Before the Emperor’s enlightenment, the Sentine’s precinct house had been a place

of idolatry and ancestor worship. Once, the bodies of the rich and those judged

worthy had been buried in crypts beneath the main hall, and great garish statuary and

other extravagant gewgaws had filled every corner of the building, with cloisters and

naves leading here and there to chapels for every deity the First Establishment had

brought with them from Old Earth. Now the crypts were cells and memory stacks,

armouries and storage lockers. The chapels had different tenants now, icons called

security and vigilance, and all the artworks and idols were crushed and gone, a few

saved in museums as indicators of a less sophisticated past. All this had taken place a

long time before Yosef Sabrat had been born, however. There were barely a handful

of living citizens on Iesta Veracrux who could recall any vestiges of a past with

religion in it.

The cathedral’s second life as a place of justice served the building well. It was

just as impressive a home for the Sentine as it had been for the long-departed priests.

Sabrat crossed the long axis of the main hall, past the open waiting quad where

citizens queued and argued with the luckless jagers on desk duty, and through the

checkpoint where an impassive, watchful gun-servitor licked his face with a fan of

green laser light before letting him by.

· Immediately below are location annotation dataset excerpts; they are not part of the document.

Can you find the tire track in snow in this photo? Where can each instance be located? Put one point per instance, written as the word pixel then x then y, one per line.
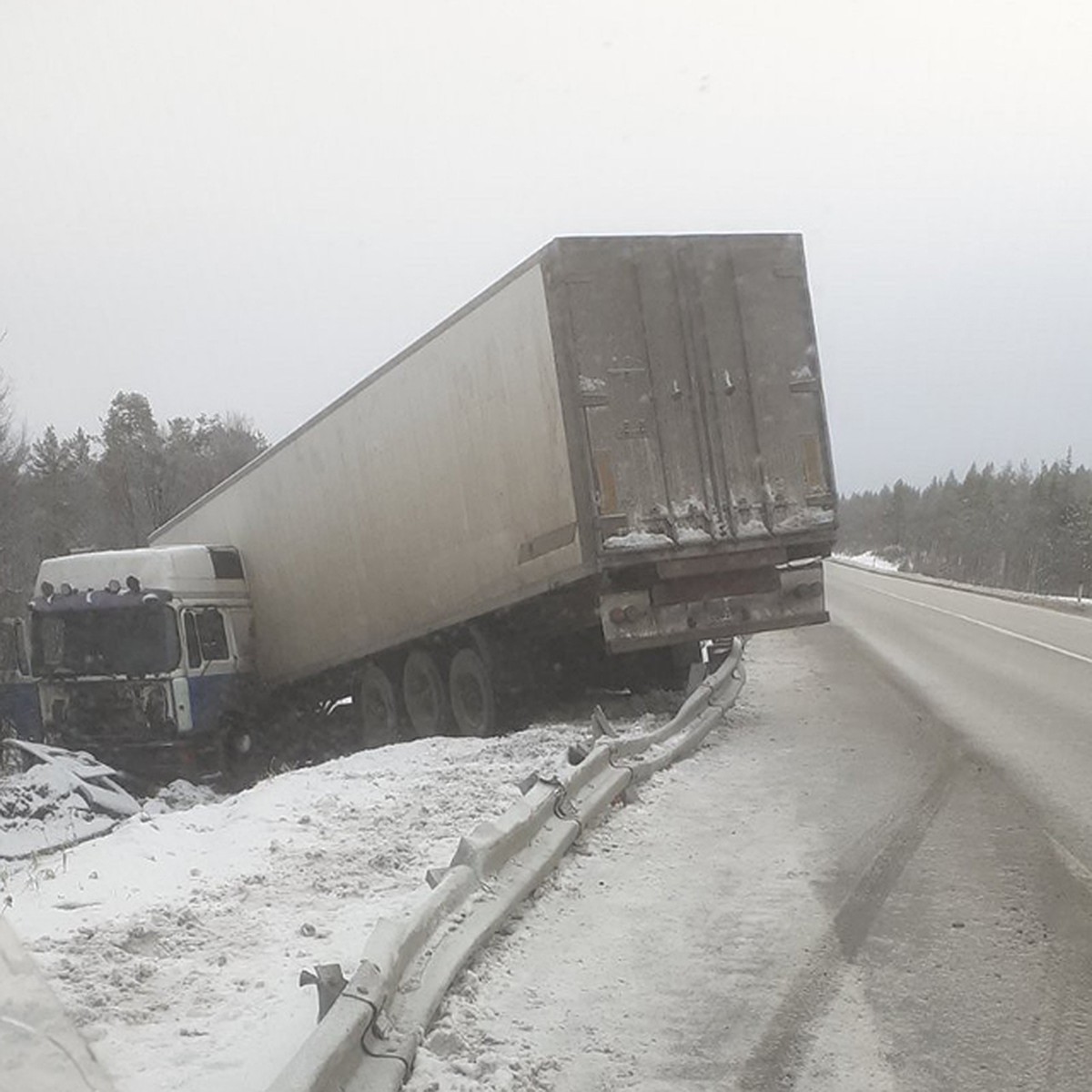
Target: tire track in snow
pixel 775 1060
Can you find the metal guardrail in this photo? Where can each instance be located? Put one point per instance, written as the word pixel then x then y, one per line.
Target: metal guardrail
pixel 369 1036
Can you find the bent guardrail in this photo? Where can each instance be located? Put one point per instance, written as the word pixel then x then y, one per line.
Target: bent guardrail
pixel 369 1036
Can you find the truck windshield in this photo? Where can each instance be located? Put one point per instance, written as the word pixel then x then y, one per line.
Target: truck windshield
pixel 137 640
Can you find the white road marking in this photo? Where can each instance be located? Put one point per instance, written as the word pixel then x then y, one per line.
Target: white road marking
pixel 986 625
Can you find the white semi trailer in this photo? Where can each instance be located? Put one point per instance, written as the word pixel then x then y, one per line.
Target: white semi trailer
pixel 615 452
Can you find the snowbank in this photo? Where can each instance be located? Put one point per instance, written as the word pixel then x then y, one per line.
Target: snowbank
pixel 194 925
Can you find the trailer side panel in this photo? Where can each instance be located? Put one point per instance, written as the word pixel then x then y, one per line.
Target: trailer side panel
pixel 430 495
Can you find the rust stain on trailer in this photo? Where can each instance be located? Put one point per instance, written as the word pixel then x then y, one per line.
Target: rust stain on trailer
pixel 547 543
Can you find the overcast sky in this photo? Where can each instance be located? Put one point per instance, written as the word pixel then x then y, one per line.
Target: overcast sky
pixel 249 206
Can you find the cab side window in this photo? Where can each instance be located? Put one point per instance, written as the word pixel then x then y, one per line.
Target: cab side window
pixel 12 649
pixel 192 643
pixel 212 634
pixel 21 658
pixel 206 637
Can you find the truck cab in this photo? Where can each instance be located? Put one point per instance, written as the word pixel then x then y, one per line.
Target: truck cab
pixel 143 656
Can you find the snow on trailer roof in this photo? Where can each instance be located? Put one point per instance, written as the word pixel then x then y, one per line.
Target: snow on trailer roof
pixel 184 571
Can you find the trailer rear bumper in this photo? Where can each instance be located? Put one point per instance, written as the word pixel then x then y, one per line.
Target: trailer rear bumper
pixel 653 617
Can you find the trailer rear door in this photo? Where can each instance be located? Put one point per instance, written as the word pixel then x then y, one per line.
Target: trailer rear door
pixel 698 375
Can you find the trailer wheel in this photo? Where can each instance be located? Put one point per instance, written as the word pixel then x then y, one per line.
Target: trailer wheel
pixel 473 702
pixel 425 696
pixel 377 707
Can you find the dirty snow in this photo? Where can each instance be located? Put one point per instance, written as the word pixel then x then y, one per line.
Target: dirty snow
pixel 176 942
pixel 868 561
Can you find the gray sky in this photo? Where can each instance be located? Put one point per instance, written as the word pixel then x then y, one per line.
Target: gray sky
pixel 248 206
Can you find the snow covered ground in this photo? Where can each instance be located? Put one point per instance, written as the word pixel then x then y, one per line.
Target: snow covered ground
pixel 868 561
pixel 176 940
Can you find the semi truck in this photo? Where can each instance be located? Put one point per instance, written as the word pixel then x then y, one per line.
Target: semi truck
pixel 616 452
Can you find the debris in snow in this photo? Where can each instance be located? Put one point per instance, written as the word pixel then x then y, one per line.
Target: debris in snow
pixel 64 798
pixel 638 540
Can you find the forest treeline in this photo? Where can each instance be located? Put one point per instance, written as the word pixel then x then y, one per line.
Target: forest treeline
pixel 1014 528
pixel 105 490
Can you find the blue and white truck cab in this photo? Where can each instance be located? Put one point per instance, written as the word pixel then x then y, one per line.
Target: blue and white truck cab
pixel 143 656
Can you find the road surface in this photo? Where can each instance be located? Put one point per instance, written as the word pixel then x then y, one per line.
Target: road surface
pixel 876 878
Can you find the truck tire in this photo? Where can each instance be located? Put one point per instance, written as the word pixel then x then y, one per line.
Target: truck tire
pixel 377 707
pixel 425 696
pixel 473 703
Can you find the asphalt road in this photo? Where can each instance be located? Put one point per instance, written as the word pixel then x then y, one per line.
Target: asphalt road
pixel 876 878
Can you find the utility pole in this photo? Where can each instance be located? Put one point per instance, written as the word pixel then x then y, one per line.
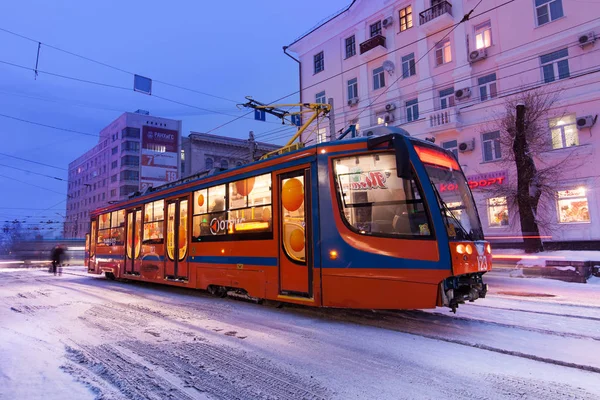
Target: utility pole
pixel 526 176
pixel 252 146
pixel 331 120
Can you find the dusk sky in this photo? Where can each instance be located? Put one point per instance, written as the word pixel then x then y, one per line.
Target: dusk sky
pixel 230 50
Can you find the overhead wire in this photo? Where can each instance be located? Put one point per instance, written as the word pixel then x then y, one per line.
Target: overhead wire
pixel 475 98
pixel 112 66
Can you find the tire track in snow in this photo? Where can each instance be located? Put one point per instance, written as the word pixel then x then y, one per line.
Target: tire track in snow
pixel 427 315
pixel 374 318
pixel 225 373
pixel 121 373
pixel 543 312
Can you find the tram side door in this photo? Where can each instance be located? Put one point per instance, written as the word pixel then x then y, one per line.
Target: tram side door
pixel 134 241
pixel 92 248
pixel 295 256
pixel 176 265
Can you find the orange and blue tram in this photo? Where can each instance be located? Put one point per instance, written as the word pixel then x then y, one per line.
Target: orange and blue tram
pixel 383 222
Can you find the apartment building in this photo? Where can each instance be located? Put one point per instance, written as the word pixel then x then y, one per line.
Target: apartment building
pixel 423 66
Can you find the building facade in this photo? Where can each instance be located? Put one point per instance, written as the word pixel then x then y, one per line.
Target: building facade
pixel 135 151
pixel 202 152
pixel 412 64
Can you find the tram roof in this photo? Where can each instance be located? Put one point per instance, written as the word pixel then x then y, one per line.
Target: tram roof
pixel 185 184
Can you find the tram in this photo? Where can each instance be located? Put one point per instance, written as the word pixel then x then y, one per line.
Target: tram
pixel 380 222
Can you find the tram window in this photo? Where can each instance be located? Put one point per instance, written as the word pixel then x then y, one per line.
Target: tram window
pixel 111 229
pixel 375 201
pixel 247 211
pixel 253 191
pixel 154 215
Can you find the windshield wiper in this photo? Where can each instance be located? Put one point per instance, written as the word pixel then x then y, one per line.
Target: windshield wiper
pixel 449 211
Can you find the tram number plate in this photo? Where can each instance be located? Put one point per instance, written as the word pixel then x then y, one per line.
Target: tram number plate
pixel 482 263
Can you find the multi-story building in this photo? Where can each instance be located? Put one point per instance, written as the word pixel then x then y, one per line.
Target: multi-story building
pixel 135 151
pixel 138 150
pixel 202 151
pixel 422 66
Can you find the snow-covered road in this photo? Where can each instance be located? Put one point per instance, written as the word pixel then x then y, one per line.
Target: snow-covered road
pixel 83 337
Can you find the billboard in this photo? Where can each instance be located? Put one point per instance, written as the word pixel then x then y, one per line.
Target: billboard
pixel 160 156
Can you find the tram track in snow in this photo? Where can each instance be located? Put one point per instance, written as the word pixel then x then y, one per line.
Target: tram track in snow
pixel 459 329
pixel 421 321
pixel 546 312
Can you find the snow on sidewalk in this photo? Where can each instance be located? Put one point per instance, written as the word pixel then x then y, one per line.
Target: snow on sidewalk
pixel 522 259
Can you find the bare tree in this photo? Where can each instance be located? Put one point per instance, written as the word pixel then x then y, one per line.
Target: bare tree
pixel 524 137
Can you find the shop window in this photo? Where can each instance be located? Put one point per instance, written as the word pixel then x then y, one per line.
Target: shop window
pixel 497 212
pixel 573 206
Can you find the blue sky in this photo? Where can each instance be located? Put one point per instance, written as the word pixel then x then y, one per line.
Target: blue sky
pixel 230 49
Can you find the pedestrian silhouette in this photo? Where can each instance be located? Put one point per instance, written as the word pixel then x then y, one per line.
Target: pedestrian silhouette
pixel 57 256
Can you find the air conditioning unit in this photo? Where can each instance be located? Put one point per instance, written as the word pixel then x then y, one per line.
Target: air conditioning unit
pixel 462 94
pixel 463 147
pixel 386 23
pixel 477 55
pixel 586 122
pixel 588 38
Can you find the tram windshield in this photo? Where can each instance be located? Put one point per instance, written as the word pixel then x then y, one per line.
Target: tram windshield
pixel 375 201
pixel 453 195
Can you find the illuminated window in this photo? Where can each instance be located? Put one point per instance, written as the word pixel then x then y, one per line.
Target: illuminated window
pixel 483 35
pixel 564 132
pixel 352 89
pixel 408 65
pixel 487 87
pixel 548 10
pixel 443 52
pixel 447 98
pixel 350 46
pixel 573 206
pixel 378 78
pixel 375 29
pixel 319 62
pixel 405 18
pixel 320 98
pixel 491 146
pixel 321 135
pixel 238 208
pixel 375 201
pixel 451 145
pixel 111 229
pixel 497 212
pixel 412 110
pixel 555 65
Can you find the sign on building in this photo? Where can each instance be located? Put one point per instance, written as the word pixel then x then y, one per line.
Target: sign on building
pixel 159 156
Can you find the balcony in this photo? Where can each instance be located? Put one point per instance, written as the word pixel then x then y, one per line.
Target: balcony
pixel 370 44
pixel 445 119
pixel 437 17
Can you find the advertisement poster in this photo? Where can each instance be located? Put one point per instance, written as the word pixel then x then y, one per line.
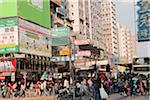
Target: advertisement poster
pixel 143 20
pixel 7 65
pixel 9 35
pixel 60 36
pixel 39 9
pixel 8 8
pixel 34 39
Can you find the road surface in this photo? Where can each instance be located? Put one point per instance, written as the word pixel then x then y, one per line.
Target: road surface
pixel 120 97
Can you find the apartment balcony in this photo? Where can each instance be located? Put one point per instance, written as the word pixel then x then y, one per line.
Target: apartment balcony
pixel 58 20
pixel 56 2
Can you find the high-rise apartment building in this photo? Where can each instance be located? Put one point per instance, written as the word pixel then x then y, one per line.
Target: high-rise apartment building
pixel 126 41
pixel 108 17
pixel 95 19
pixel 86 20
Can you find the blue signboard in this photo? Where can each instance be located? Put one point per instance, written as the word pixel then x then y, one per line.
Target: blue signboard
pixel 143 20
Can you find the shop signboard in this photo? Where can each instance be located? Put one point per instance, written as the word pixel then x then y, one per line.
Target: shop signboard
pixel 82 42
pixel 2 77
pixel 60 36
pixel 143 20
pixel 8 8
pixel 58 2
pixel 7 65
pixel 40 11
pixel 9 35
pixel 84 53
pixel 65 52
pixel 141 69
pixel 34 39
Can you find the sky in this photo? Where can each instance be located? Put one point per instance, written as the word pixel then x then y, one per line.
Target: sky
pixel 125 13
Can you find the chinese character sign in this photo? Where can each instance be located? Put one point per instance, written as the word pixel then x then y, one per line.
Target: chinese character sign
pixel 144 20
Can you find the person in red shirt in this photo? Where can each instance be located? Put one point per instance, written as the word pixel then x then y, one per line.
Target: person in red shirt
pixel 10 88
pixel 37 87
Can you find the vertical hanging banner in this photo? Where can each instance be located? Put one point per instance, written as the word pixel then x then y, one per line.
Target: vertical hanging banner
pixel 9 35
pixel 8 65
pixel 60 36
pixel 143 20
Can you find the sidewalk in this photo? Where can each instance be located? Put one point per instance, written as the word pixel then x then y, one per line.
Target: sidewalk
pixel 31 98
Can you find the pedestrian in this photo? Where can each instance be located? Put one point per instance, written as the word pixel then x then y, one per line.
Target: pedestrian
pixel 140 86
pixel 37 87
pixel 97 86
pixel 126 87
pixel 45 85
pixel 66 83
pixel 107 85
pixel 41 88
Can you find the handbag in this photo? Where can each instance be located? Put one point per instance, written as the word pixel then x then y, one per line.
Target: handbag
pixel 103 93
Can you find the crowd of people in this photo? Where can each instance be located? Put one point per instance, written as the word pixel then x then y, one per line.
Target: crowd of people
pixel 19 89
pixel 95 88
pixel 124 86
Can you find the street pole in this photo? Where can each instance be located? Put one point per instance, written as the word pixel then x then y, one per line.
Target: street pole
pixel 71 69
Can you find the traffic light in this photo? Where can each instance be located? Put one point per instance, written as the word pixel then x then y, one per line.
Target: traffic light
pixel 107 68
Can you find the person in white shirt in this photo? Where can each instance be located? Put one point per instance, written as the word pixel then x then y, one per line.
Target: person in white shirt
pixel 66 83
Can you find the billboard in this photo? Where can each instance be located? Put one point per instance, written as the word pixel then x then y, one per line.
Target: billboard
pixel 60 36
pixel 8 65
pixel 9 35
pixel 39 11
pixel 8 8
pixel 143 20
pixel 34 39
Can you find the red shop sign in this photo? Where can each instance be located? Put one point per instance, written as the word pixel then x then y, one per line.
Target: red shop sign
pixel 8 65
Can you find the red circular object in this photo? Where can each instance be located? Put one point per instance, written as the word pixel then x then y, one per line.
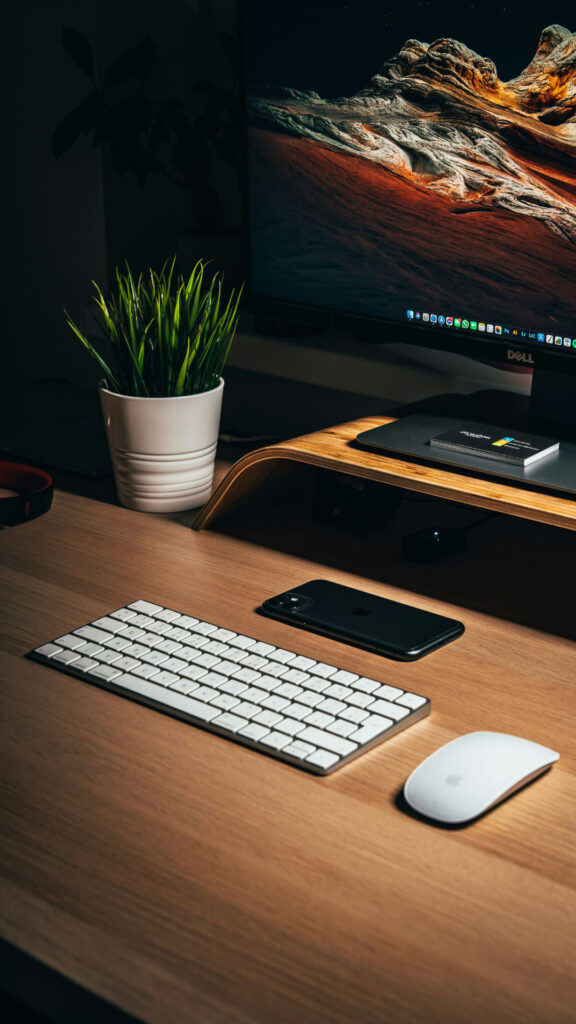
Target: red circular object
pixel 35 491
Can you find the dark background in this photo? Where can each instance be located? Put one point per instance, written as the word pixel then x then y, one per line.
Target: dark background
pixel 71 220
pixel 335 47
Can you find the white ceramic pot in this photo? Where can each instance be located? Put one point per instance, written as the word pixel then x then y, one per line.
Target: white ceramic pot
pixel 163 450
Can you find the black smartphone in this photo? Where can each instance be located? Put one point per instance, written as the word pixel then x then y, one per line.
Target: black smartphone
pixel 388 628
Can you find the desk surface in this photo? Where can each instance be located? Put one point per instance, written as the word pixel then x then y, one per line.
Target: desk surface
pixel 188 879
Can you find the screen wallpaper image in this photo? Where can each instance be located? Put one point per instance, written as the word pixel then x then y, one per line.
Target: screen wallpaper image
pixel 415 155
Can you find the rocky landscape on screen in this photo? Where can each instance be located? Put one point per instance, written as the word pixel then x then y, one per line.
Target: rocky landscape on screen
pixel 488 167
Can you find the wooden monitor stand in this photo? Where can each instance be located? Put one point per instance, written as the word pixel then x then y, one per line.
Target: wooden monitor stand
pixel 334 449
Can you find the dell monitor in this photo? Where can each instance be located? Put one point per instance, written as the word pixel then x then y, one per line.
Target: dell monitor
pixel 411 172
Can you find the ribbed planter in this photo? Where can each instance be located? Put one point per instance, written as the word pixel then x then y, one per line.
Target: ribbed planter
pixel 163 450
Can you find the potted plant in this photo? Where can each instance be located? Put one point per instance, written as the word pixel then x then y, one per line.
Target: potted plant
pixel 167 340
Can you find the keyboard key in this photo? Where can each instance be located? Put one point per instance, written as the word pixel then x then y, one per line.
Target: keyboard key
pixel 124 613
pixel 145 622
pixel 90 649
pixel 145 671
pixel 132 632
pixel 253 662
pixel 168 646
pixel 282 655
pixel 254 694
pixel 356 715
pixel 85 665
pixel 184 686
pixel 231 722
pixel 297 711
pixel 135 650
pixel 155 656
pixel 341 728
pixel 276 739
pixel 387 692
pixel 328 741
pixel 127 664
pixel 119 643
pixel 277 669
pixel 207 660
pixel 174 665
pixel 320 669
pixel 346 678
pixel 311 698
pixel 165 678
pixel 233 686
pixel 105 672
pixel 206 693
pixel 366 685
pixel 147 606
pixel 187 622
pixel 411 700
pixel 389 710
pixel 291 726
pixel 323 759
pixel 372 727
pixel 205 628
pixel 167 615
pixel 295 676
pixel 269 718
pixel 331 706
pixel 66 656
pixel 245 675
pixel 109 655
pixel 275 702
pixel 221 634
pixel 299 750
pixel 159 628
pixel 320 718
pixel 302 663
pixel 242 641
pixel 70 641
pixel 225 701
pixel 194 672
pixel 360 699
pixel 110 625
pixel 253 731
pixel 263 649
pixel 176 633
pixel 248 710
pixel 215 647
pixel 89 633
pixel 338 691
pixel 286 690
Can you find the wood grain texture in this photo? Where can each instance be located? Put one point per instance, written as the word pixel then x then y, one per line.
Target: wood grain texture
pixel 333 449
pixel 191 880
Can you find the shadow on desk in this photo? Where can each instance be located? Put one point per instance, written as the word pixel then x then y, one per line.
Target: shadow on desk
pixel 511 568
pixel 33 993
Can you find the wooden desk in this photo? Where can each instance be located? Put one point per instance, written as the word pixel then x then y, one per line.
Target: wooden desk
pixel 188 879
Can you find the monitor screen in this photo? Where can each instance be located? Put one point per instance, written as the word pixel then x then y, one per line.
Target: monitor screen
pixel 412 162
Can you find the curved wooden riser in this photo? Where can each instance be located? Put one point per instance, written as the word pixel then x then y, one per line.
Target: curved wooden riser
pixel 334 449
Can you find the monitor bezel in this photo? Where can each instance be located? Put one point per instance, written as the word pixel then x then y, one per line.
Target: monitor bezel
pixel 375 330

He threw a cursory nod to a group of other

reeves from the West Catchment, all of them gathered around a nynemen board with

tapers of scrip, waving off an invite to join them in a game; instead he took the spiral

stairs up to the second level. The upper floors were almost a building inside a

building, a multi-storey blockhouse that had been constructed inside the hangar-like

confines of the main hall, and retrofitted into the structure. The room was in the same

state of shabby, half-controlled clutter as it ever was, with bales of rough vinepaper

and starkly shot picts arranged in loose piles that represented some sort of untidy

order, if only one knew how to interpret it. In the centre of the room, a pillar studded

with brass communication sockets sprouted thick rubber-sheathed cables that snaked

to headsets or to hololiths. One of them ended in a listening rig around the head of

Yosef’s cohort, who sat bent over in a chair, listening with his eyes closed, fingers

absently toying with a gold aquila on a chain about his wrist.

“Daig.” Yosef stopped in front of the man and called his name. When he didn’t

respond, the reeve snapped his fingers loudly. “Wake up!”